Afin d'assurer l'effectivité de cet équilibre, l'avis conforme de la Commission départementale de préservation des espaces naturels, agricoles et forestiers (CDPENAF) sera requis également pour la construction d'un tel bâtiment, au même titre que pour les autres dérogations prévues par l'article L. 111-4.
L'article 2, par le biais d'un nouvel article inséré au sein du code de l'urbanisme, vient subordonner l'autorisation des constructions consacrées à l'article 1er, à un ensemble de garanties qui ont pour objectif de consolider l'équilibre recherché par la présente proposition de loi. L'exploitation agricole devra justifier d'une activité relativement pérenne en ayant une existence d'au minimum 3 ans tout en n'étant pas soumise à une procédure d'entreprise en difficulté (la sauvegarde ou le redressement judiciaire). Il sera aussi exigé qu'aucun bâtiment à usage d'habitation ne soit déjà présent dans le périmètre de l'exploitation ou qu'un tel bâtiment n'ait été vendu, cédé ou donné antérieurement par le demandeur du permis de construire, ou encore, mis en location par celui-ci. Ce dernier devra également avoir préalablement envisagé un changement de destination de l'un des bâtiments déjà existant sur l'exploitation. Le but étant de ne pas construire inutilement si un des bâtiments de l'exploitation peut satisfaire un besoin de logement en étant rénové, et le cas échéant, agrandi. Enfin, l'article vient sécuriser la consommation des sols au moyen d'un décret en Conseil d'État qui devra préciser la surface maximale que le bâtiment nouveau ne pourra pas excéder. Cette surface sera le cas échéant majorée en fonction du nombre de personnes faisant partie du foyer de l'exploitant.

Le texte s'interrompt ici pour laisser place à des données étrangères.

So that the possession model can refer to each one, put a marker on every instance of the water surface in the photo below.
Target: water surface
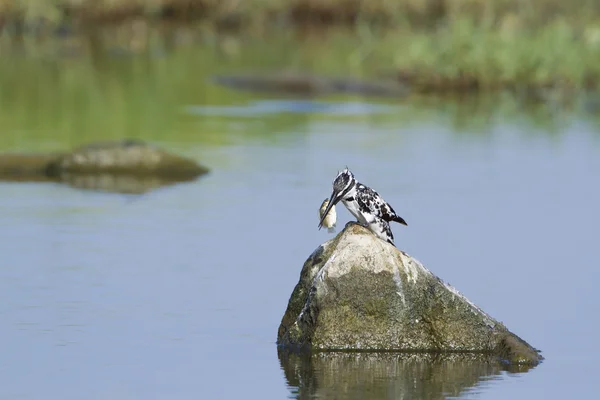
(178, 293)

Par ailleurs, ce même article 2 pose un principe d'indivisibilité entre le nouveau bâtiment d'habitation et le reste de l'exploitation, de sorte qu'ils ne puissent être aliénés séparément, sauf en cas de disparition avérée de toute exploitation agricole ou dans le cadre d'une expropriation. Il faudra donc que l'exploitation agricole à laquelle le bâtiment est rattaché fasse l'objet d'une procédure d'expropriation déclenchée par l'État ou qu'elle soit liquidée depuis au moins 3 ans sans qu'une nouvelle exploitation ne se soit constituée dans ce même délai, pour que le bâtiment puisse être aliéné séparément du foncier qu'utilisait l'exploitation. Ce délai permettra de s'assurer que le nouveau bâtiment d'habitation ne sera pas, de manière prématurée, définitivement détaché de toute activité agricole alors qu'un « repreneur » pourrait créer une nouvelle exploitation peu de temps après la disparition de la première. Le cas contraire aurait pour conséquence d'affaiblir l'effectivité de l'indivisibilité. Néanmoins, les deux limites au principe ainsi posé ont pour but d'éviter que le nouveau régime ne bloque ni l'action de l'État, ni le propriétaire si un « repreneur » se fait trop attendre.
Enfin, l'article 3 accorde une marge au pouvoir réglementaire local outre ce qui dépend déjà du droit commun. Dans le respect de la surface maximale du futur bâtiment fixée par décret en Conseil d'État, le règlement du plan local d'urbanisme pourra encadrer sa zone d'implantation, ainsi que ses conditions de hauteur, d'emprise et de densité afin d'assurer son insertion dans l'environnement et sa compatibilité avec le maintien du caractère naturel, agricole ou forestier de la zone concernée.
Dans un souci de cohérence avec le régime des autorisations d'extension déjà existant, les dispositions du règlement adoptées par le Conseil municipal en application du présent article seront également soumises à l'avis de la CDPENAF.